If you lift, particularly if you lift heavy, you should ingest collagen daily.

If you want better joints in general and you want to strengthen your ECM to give your muscle additional mechanical/biochemical support for further muscle force transmission, you should take collagen.

You should also take collagen for the conventional reasons, like better wound healing, a better digestive tract, or even better hair.

The protein is of course available as a supplement and it's a largely tasteless, easily dissolving powder that you can add to coffee, juice, tea, yogurt, kefir, etc.

Alternately, you can ingest collage as gelatin, which is collagen that's been irreversibly hydrolyzed. And yes, while Jell-O is made of collagen, you can probably do without all the chemical baggage it comes with. Better to use unflavored gelatin, which, like its un-hydrolyzed form, is also readily available in grocery stores. Use it to make your own "Jell-O," or add it to soups and stews, pudding, or gravy.

And, if you're handy in the kitchen and don't mind playing the barbarian and making boiling cauldrons of animal parts, you can make bone broth, which is rich in collagen. Recipes on how to make it are all over the damn place.

All of that is too chancy and imprecise for me, though. I prefer using a powdered supplement. Most advocates of collagen supplementation, me included, recommend two rounded tablespoons a day, although one study found that amounts as small as 40 mg. per day can alleviate knee pain.

Note: One study found that taking collagen with 600 mg. of vitamin C increased collagen synthesis – and quite possibly muscle ECM formation – by 100% in as little as an hour, so if you're in hurry to fix up your infrastructure, pop a tablet or two of it along with your collagen. (Shaw, 2017)

The regeneration of cartilage and the ECM requires large amounts of the amino acids glycine, proline, and alanine, but it's glycine that's the true workhorse when it comes to growing more of these vital tissues.

Unfortunately, the bodybuilding protein powders most of us use don't have high concentrations of glycine or those other amino acids. Conversely, collagen does.

But don't even think of replacing your casein or whey proteins with collagen because collagen is shite for building muscle. Most prominently, it lacks sufficient levels of leucine and is completely lacking in a couple of other amino acids.

Instead, continue using your regular workhorse casein or whey or casein/whey blend and use collagen as a joint/structural supplement.

  1. Zague V et al. Collagen hydrolysate intake increases skin collagen expression and suppresses matrix metalloproteinase 2 activity. J Med Food. 2011 Jun;14(6):618-24. PubMed.
  2. Hashizume O et al. Epigenetic regulation of the nuclear-coded GCAT and SHMT2 genes confers human age-associated mitochondrial respiration defects.
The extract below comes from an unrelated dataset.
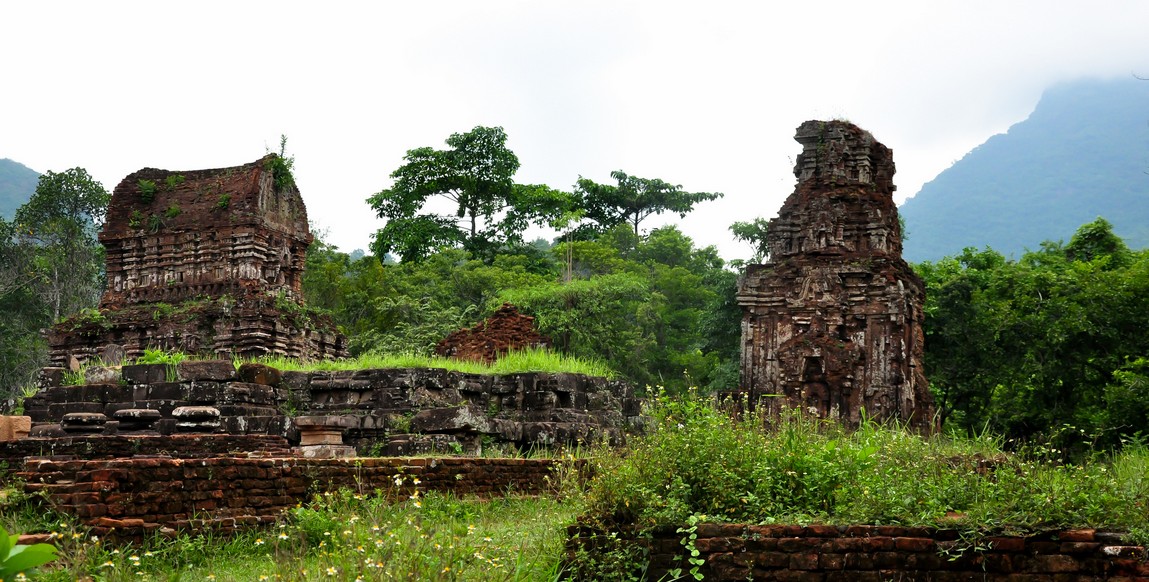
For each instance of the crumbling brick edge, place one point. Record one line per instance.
(131, 497)
(877, 553)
Sci Rep. 2015 Oct 5;5:14591. PubMed.
  3. Kirmse M et al. Prolonged Collagen Peptide Supplementation and Resistance Exercise Training Affects Body Composition in Recreationally Active Men. Nutrients. 2019 May 23;11(5):1154. PubMed.
  4. Lugo JP et al. Efficacy and tolerability of an undenatured type II collagen supplement in modulating knee osteoarthritis symptoms: a multicenter randomized, double-blind, placebo-controlled study. Nutr J. 2016 Jan 29;15:14. PubMed.
  5. de Paz-Lugo P et al. High glycine concentration increases collagen synthesis by articular chondrocytes in vitro: acute glycine deficiency could be an important cause of osteoarthritis. Amino Acids. 2018 Oct;50(10):1357-1365. PubMed.
  6. Shaw G et al. Vitamin C-enriched gelatin supplementation before intermittent activity augments collagen synthesis. Am J Clin Nutr. 2017 Jan;105(1):136-143. PubMed.